There are twenty-two bales left on the truck, each weighing over sixty pounds. Autumn climbs up and throws them all down. We can’t lower the tailgate, which is jammed, so she lifts the last row up over the edge and tosses them.
Then, she helps me shove and roll and stack them into the small space Dad had delegated for them, now around the lawn mower.
During the grunting, pushing and sweating process, we have to stop working because we are laughing too hard to lift anything.
I ask her about football. She says she is about to enter high school and they won’t let her play on the boys’ team.
“There’s baseball, though,” she says cheerfully.
“Oh cool. Girl’s baseball!”
“No!

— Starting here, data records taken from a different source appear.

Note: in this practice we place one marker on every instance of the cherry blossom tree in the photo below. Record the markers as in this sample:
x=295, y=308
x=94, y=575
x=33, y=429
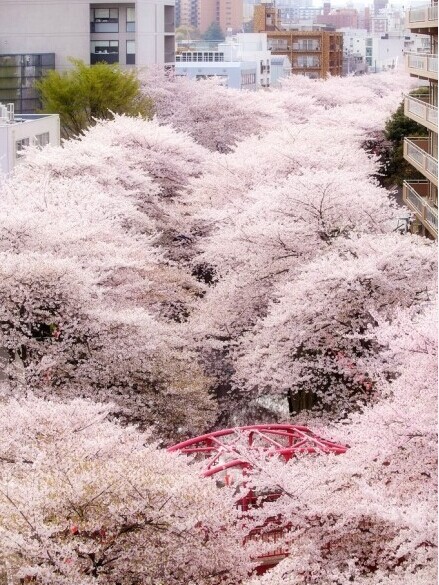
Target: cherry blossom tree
x=93, y=295
x=369, y=515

It’s boys! My friend Shauna was going to join with me, but she couldn’t make the tryouts.”
“Oh too bad. Then you wouldn’t have to be the only one.”
“Oh, that’s okay. I want to be the only one.”
I pause, leaning against the truck’s tailgate. This, I think, is the most fantastic thing I have ever heard her say. It reminds me of a t-shirt I have picked out to wear during Clifford’s library visits: “Do Your Own Thing.”
I sneak an admiring look at her, but she is bracing herself against the hay bale, pushing hard, trying to shove it back in under the raised door.
After we roll down the green garage door to close in all that hay, Autumn climbs over the fence and goes to Trudy. She lays her head on the mare’s withers, resting there gently, and runs her hands over the smooth, soft hair on the horse’s shoulders. When Junior comes nosing over, she pushes him away. Trudy stands with her eyes half-closed, appreciating the gesture.
I am touched and grateful beyond words. “I am going to take you for ice cream.”
She shakes her head. “Nah. I gotta fly.”
I follow her to the bike.
“Well, if you ever need some horse love, you know where to be.”
She straps her helmet on and kicks the pedal. The machine coughs, sputters and dies.
She kicks it again and it starts.
“Hey it’s not too noisy.”
Apparently that is not a compliment. “Hrmph,” she says. “Wait until we get going!”
I listen to the fading whine of the bike as it whizzes away. I hear it for a long time, imagining where she must be; passing the farm road, now on pavement, now heading up the hill past the old laundry.
The evening sun warms the withers of the horses, painting strips of light through their manes, and their tails swish like glowing curtains as they munch fresh stalks of timothy.
I stop, hearing the distant bike for a long moment. A mosquito hums by my ear. The horses crunch, crunch and stomp in the stillness.